Spider-like proteins spin defenses to control immunity

Human blood contains spider-shaped proteins that regulate the innate immune response. When antibodies attach to a pathogen, complement protein C1 binds to them and triggers a cascade of protein cleavages that amplify the immune signal. C1 activation initiates successive complement protein cleavages and amplifies the signal to the immune system.

To prevent harmful inflammation, the body relies on regulators to shut down the cascade. Researchers from Utrecht University, including Tereza Kadavá and Albert Heck, Leiden University Medical Center and the University of Applied Sciences in Austria revealed how the spider-like complement regulator C4b-binding protein, or C4BP, binds its immune targets. They reported their results in Molecular & Cellular Proteomics.

Albert Heck

This 3D visualization of C4BP was created by Hecklab in collaboration with Sensu.health. C4BP uses its eight “legs” to catch proteins related to inflammation, stopping further immune response.

C4b plays a role in the classical and lectin complement pathways, which culminate in the formation of the membrane attack complex, or MAC. The MAC is a cylindrical protein complex that forms pores in the pathogenic bacterial cell membrane, which leads to cell death.

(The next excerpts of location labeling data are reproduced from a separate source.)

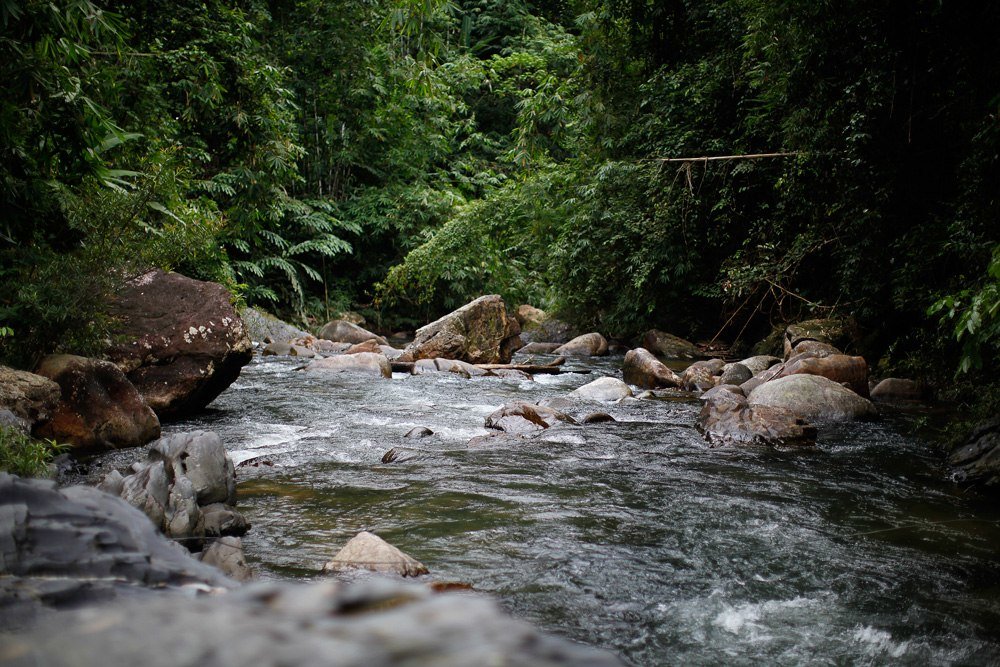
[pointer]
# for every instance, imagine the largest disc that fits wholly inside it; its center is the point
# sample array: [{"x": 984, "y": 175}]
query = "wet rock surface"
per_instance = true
[
  {"x": 364, "y": 624},
  {"x": 641, "y": 368},
  {"x": 28, "y": 396},
  {"x": 367, "y": 551},
  {"x": 480, "y": 332},
  {"x": 99, "y": 408},
  {"x": 185, "y": 343},
  {"x": 367, "y": 363},
  {"x": 813, "y": 397}
]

C4BP is an essential cofactor for serine protease factor I, or FI, which cleaves C4b and generates inactive C4b, or iC4b. This blocks activation of the rest of the complement cascade and prevents MAC formation.

Previous studies have found that most human serum C4BP is bound to serum amyloid P component, or SAP. When not bound to C4BP, SAP can bind to viruses, bacteria and malaria parasites and induce phagocytosis of the bound pathogens.

While it is known that C4BP, C4b and SAP play a role in complement inhibition, the team wanted to better understand the C4BP-C4b and C4BP-SAP complex structures. They used mass photometry, cross-linking mass spectrometry and high-speed atomic force microscopy to image the unbound proteins and the complexes they form. Mass photometry is a technique that uses a laser to detect single molecules in solution as they adsorb onto a glass surface.

They found that the N-terminal domain of a C4BPα chain, or one leg of the spider-like C4BP, binds to C4b in a 1:1 ratio. This allows the C4BP higher-order structure, or HOS, to bind multiple molecules of C4b.

When bound with SAP, researchers found a strong preference for 1:1 C4BP:SAP ratios. SAP did not bind to a single C4BPα construct, only the intact full C4BP HOS. AFM Microscopy revealed C4BPα chains encircling the SAP protein, with the C4BP core perched on top, like a spider grasping a fly.

These findings support previous research on the regulatory mechanisms of C4BP-SAP complex formation. C4b and SAP can both bind to C4BP, but SAP likely limits the flexibility of C4BPα chains, reducing its ability to inhibit the complement system.

SAP is a therapeutic target for treating fibrosing diseases associated with chronic inflammation. Previous studies proposed that human serum C4BP is mostly bound to SAP when the immune complement system is not triggered. This study determined the binding stoichiometry between C4BP and SAP as well as the structural configuration, which could aid drug development targeting SAP.